Yes. I've got lots of essays going, lots of notes, it almost gets out of control. Or maybe it is out of control. Oh well. I told Bill I needed a "task shelf" with a lot of shallow shelves so I could lay out my various projects without continually losing track of them, and what do you know, he went out to the workshop and built one for me and it really helps. It's about six feet long with three levels, and I can keep my various stacks in plain view, so I can find things. I've got filing cabinets as well, but I really like my task shelf.
About a third of the essays in your book were originally published in small magazines before you collected them under the title Peace At Heart. How did that come about?
Actually, the first three essays I wrote (and the first three in the book) were published in a commercial magazine, a glossy literary supplement called Northwest that used to come out with the Portland Oregonian newspaper on Sundays. Lots of good literary stuff by well-known authors appeared there—fiction, poems, and creative nonfiction as well as contemporary living type articles. Northwest also paid fairly well. So I sent them the first three essays I finished and they bought them. In some ways, that kept me going on the project. I hadn't published essays before and to have someone accept and pay for the first three was very encouraging. Later on, for marketing reasons, the newspaper discontinued that magazine supplement. Pretty sad, I think. It made a contribution to the cultural life of the area, and none of their fashion sections or home and garden sections have come up to that standard. Some of the other essays were published in literary magazines.
What advice do you have for those of us who would like to publish our journals and memoirs?

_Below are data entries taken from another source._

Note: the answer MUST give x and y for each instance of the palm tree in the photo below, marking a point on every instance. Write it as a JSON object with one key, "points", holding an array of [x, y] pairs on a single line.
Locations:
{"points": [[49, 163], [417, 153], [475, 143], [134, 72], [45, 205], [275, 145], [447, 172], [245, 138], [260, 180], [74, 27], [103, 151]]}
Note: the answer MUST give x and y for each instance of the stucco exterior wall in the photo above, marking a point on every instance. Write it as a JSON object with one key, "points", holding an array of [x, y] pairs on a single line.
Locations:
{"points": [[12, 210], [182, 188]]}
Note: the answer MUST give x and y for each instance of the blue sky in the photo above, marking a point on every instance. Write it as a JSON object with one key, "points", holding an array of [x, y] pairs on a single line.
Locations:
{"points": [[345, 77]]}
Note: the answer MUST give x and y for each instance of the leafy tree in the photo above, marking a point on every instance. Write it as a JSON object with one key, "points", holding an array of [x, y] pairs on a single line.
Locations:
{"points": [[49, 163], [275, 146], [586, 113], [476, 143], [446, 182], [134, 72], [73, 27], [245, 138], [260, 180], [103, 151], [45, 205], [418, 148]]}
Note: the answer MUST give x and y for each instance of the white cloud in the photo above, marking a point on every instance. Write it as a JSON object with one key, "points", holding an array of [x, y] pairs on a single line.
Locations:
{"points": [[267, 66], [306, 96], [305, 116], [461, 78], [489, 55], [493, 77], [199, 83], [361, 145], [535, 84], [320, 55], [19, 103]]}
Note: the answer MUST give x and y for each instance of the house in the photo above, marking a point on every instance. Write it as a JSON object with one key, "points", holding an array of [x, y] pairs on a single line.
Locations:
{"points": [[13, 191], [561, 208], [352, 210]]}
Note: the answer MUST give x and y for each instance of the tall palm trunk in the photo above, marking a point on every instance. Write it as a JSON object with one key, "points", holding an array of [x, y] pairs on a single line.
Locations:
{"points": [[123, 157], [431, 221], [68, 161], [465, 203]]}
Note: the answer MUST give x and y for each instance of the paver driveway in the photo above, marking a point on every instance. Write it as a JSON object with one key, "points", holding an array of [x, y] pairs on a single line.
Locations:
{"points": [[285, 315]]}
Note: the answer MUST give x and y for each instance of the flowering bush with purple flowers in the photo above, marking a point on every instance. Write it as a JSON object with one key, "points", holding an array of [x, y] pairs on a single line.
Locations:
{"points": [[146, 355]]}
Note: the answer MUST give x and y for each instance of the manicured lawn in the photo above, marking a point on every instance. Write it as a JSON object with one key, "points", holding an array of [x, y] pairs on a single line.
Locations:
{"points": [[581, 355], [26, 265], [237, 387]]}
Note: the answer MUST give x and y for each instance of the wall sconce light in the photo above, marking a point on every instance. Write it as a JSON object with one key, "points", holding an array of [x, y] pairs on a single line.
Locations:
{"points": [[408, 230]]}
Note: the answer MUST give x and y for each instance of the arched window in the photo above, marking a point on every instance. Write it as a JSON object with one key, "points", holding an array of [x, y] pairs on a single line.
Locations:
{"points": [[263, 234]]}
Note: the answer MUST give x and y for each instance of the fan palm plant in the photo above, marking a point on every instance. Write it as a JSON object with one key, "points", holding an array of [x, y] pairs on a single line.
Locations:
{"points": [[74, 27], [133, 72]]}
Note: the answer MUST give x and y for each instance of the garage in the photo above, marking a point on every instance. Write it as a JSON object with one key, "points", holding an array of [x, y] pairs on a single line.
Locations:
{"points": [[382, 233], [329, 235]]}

There is definitely a difference between journals for personal expression and writing for publication. You can often develop publishable work from journals, but when you edit and develop something for publication, you often have to leave out things that are very interesting to you, either because they detract from the central idea or feeling of a piece and ruin the unity of it, or because the material is mainly of personal interest. Also, work for publication often requires some sort of research for development. It may be research so casual and minor that no one would recognize it as such, but research, such as checking "facts" you remember or looking up some statistics or definitions that will strengthen your piece, is important for publication. Sometimes a student will feel shocked when I suggest drastic cutting, say half, to get at the heart of the work, but I do it to my own work all the time. Think of it as panning for gold. I won't claim that I always succeed, but that's what I aim for. If you don't want to edit your own writing or consider your audience, you may simply want to write for yourself, for expression, an outlet, to record your life for future generations, or to improve your writing. That's fine too. I'm all for writing uncritically in first drafts and free writes or to get something off your chest. But it's important to edit and develop when it comes to writing for publication.
How long did it take you to write Peace at Heart?
It took me six years to get about half of it finished and then I had a sabbatical and I wrote the other half in about six months.
What are you working on now?
My new project is not about the farm at all, though I am still making rough drafts and notes when something here comes up. But I am going in sort of the opposite direction and working on essays having to do with travel. I got a bunch of letters back from my Mom, ones I'd sent to her and my dad during the early 60's, when I was in Europe traveling around on a motor scooter and sleeping in free parks and so on and ended up living in Greece for a while. The material interested me so much that I started a series of essays in which I weave together past and present travel journals and topics. That's a lot of fun for me right now. I am learning a great deal in the process of going back to my memories and travel journals and then researching the stuff I didn't fully understand or know about at the time.